Java 基础 - 正则表达式 Regex

Text Symbol

1. The special text symbol - Meta Characters

    a. [ ] \ ^ $ . | ? * + ( )  those characters are remaining for Regex engine of some special usage.

    b. If you want to use those special text symbol as the normal text symbol, you need to added the escape/convert character '\'.

        Example ,   if you want to match the text '1+1=2', you need to use the regex "1\+1=2".

2. None display text symbol

    "\t"  represents Tab(0x09) symbol

    "\r"  represents Carriage Return(0x0D) symbol

    "\n" represents Line Break(0x0A) symbol

    That Windows adopt "\r\n" to end with one line but Linux using "\n"

Regex Charset

The regex charset is a group of chars around in regex "[]"

1. [abc] and [a-z]

    [abc] means matching with one character that is a or b or c

    [a-z] means matching with any one of the characters from a to z.

2. Negative charset '^'

    a. syntax - right after '[', follows a '^' means to fetch the other character string against with the regex charset specified.

        Example ,

        1. '[^a]+' matches on "abacad", return "bcd",  to retrieve the other character string against with 'a'.
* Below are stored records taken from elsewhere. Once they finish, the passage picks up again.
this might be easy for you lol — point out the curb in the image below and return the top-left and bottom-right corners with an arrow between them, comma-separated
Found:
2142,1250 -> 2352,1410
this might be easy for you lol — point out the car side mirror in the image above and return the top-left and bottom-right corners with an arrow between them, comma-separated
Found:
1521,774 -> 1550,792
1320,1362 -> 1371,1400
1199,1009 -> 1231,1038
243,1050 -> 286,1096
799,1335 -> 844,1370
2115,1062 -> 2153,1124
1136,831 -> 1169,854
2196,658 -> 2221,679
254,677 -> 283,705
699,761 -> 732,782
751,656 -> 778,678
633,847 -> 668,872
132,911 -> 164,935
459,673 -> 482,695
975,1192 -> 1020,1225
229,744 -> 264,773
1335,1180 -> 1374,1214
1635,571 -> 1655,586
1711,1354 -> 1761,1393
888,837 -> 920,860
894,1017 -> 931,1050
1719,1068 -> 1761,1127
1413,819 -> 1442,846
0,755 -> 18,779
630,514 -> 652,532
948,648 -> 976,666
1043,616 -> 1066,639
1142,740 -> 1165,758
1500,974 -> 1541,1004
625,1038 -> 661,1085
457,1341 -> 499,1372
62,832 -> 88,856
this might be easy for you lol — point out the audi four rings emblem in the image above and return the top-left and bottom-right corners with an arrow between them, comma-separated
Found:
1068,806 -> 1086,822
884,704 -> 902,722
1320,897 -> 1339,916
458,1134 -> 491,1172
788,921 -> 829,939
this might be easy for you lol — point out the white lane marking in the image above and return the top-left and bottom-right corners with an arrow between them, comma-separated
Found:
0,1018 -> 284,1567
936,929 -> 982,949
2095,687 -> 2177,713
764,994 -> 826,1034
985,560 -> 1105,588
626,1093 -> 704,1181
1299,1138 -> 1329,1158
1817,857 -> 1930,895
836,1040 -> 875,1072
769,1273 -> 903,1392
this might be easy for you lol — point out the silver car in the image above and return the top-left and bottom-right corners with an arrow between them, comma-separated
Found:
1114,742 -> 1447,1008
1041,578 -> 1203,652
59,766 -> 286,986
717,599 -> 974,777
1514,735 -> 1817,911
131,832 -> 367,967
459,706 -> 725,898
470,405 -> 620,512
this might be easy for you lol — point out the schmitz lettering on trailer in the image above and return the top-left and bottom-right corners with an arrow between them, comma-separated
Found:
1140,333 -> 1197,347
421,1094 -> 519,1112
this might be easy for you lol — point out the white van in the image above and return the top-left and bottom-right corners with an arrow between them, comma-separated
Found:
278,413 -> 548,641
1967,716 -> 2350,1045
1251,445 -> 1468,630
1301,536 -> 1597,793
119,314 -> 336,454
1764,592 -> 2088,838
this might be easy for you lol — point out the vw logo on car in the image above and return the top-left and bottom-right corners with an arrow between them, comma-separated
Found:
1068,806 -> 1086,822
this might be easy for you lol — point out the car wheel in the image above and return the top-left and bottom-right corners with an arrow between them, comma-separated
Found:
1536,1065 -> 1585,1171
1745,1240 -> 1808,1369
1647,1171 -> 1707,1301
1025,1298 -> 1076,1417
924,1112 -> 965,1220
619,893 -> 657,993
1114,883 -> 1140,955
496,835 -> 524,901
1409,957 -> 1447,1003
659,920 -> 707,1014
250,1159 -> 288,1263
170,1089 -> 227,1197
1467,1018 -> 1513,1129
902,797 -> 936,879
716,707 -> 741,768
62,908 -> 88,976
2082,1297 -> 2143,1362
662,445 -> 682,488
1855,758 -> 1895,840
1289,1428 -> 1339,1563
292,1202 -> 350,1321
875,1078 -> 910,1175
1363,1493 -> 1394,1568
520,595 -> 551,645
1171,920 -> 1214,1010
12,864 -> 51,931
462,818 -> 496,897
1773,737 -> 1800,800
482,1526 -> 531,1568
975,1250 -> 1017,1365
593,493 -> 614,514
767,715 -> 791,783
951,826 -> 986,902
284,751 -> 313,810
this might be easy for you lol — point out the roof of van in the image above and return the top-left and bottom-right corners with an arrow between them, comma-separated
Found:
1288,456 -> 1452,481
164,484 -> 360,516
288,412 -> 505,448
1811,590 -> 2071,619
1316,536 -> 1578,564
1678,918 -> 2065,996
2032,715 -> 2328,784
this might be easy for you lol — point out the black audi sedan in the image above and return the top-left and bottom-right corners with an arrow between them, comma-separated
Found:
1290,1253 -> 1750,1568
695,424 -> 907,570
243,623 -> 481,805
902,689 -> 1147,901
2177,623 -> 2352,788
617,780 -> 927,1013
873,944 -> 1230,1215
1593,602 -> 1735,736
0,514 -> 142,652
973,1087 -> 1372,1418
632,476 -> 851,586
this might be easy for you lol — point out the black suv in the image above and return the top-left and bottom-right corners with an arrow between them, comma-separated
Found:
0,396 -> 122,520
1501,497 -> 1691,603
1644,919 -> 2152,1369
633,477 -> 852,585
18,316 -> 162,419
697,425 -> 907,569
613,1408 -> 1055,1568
        2. "[^abc]+" matches on "abcde", the results should be "de", against character string 'abc'

    b. First focus that, '^' can match with the '\r' or '\n'

    c. Second focus on that, '^' must to match with one charater.

        Example , "q[^u]" means it will match a sub-charset start with q and ending with a non-"u" character must, so it will not match "Iraq",  but it will match "Iraq is a country".

    d. Last focus on that,

        Only '^' is right after '[' of one charset, it means the Negative charset

        Else if it not, like this '[a^b]+', here '^' means a normal regex charset. it will match "a^b"

3. The Abbreviation

    "\d" represents with "[0-9]"

    "\w" represents represents with [a-zA-z0-9]

    "\s" represents with "Empty Char", it always includes Tab and '\r\n' or '\n'

    Revert ,

    "\D" represents with "[^\d]"

    "\W" represents with "[^\w]"

    "\S" represents with "[^\s]"

    Examples,

          a. "\s\d" matches a sub-charset heading with Empty chars right after with a Number

          b. "[\s\d]" matches one character if it was a Empty char or a Number. 

Regex Engine

1. text-directed

    Abbreviation as DFA, I do not want to deeply metioned it due to I only focus on Java Regex Engine.

2. regex-directed

    Abbreviation as NFA, most popular engine currently.

    Features

        1). Greeding quantifiers Mechanism- Always return leftmost matched one

            Example:

                a. Uses regex "regex|regex not" to match with literal "regex not"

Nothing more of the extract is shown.